The primary outcome was a composite of all-cause mortality and CV hospitalization.
Among patients with HFpEF and HFmrEF (mean LVEF, 57%), the mean age was 73 years and 37% were women.
Dronedarone for AF/atrial flutter in HF
During a mean follow-up of 21 months, researchers reported that dronedarone was associated with lower risk for the primary composite outcome compared with placebo (HR = 0.76; 95% CI, 0.69-0.84) regardless of HF status (P for interaction > .1).

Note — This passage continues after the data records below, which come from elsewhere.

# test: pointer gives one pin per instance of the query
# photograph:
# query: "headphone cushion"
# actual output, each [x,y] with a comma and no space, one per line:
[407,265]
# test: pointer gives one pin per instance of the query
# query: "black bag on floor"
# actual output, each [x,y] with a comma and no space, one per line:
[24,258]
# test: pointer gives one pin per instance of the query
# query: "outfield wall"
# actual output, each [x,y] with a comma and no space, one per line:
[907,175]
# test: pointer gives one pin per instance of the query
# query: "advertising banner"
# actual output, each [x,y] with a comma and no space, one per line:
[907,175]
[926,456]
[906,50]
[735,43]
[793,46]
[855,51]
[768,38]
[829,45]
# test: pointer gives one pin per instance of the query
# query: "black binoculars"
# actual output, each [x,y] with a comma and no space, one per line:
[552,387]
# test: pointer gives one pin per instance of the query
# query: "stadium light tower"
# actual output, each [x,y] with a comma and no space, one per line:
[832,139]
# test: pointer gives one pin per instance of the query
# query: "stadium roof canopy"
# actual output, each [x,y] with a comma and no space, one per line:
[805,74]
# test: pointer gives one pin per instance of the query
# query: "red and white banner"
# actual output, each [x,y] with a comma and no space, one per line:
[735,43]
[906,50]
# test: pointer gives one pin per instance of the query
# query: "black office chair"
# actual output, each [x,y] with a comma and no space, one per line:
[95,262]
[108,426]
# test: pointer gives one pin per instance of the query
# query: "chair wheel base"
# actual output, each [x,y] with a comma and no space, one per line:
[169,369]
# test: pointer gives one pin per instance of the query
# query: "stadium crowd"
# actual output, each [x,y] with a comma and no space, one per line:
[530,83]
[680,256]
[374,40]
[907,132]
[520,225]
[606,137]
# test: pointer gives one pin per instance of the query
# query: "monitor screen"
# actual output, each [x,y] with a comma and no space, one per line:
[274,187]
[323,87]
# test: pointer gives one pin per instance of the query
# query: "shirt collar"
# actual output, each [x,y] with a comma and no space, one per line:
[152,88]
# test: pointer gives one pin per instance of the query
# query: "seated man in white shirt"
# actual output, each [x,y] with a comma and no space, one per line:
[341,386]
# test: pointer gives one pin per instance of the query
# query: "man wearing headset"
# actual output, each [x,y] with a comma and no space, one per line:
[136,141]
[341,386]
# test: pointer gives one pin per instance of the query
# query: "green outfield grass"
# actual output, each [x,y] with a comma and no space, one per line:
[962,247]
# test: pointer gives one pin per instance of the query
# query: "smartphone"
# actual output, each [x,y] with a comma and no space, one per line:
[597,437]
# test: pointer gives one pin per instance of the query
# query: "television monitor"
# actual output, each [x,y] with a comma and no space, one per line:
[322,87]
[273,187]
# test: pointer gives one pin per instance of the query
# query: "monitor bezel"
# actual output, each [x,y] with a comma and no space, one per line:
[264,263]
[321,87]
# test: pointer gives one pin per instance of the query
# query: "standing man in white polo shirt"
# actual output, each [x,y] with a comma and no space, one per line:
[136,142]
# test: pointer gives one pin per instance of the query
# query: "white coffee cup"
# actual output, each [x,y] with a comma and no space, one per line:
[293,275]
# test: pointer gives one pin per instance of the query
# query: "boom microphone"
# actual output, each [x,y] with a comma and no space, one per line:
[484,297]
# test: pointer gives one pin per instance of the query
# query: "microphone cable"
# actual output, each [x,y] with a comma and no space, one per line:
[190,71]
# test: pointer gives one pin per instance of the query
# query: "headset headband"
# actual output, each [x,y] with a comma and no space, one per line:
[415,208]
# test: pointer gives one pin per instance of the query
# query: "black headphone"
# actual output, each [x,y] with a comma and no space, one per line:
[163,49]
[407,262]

In participants with HFpEF and HFmrEF, dronedarone use was associated with lower risk for the primary composite endpoint compared with placebo (HR = 0.79; 95% CI, 0.61-1.03).
Moreover, the lower risk for the primary endpoints was consistent across the range of LVEF in HF without heterogeneity (P for interaction = .71).
The researchers observed that the rates of mortality, CV hospitalization and HF hospitalization favored dronedarone compared with placebo in those with HFpEF and HFmrEF but were not statistically significant.
In addition, dronedarone was associated with greater occurrence of permanent drug discontinuation due to treatment-emergent adverse events (7% vs. 4%), which mainly consisted of nausea or diarrhea.
“Dronedarone, when compared with placebo, was consistently associated with lower rates of death or cardiovascular hospitalization in patients with AF/atrial flutter, including among patients with HFpEF and HFmrEF,” the researchers wrote. “Among patients with HF, clinical benefits of dronedarone were apparent across a spectrum of LVEF and extended to LVEF 60%. Dronedarone appeared safe in this HFpEF and HFmrEF subgroup without excess in mortality or HF hospitalizations. Taken together, these data support the safety and efficacy of dronedarone in paroxysmal or persistent AF/atrial flutter and HF with higher LVEF.”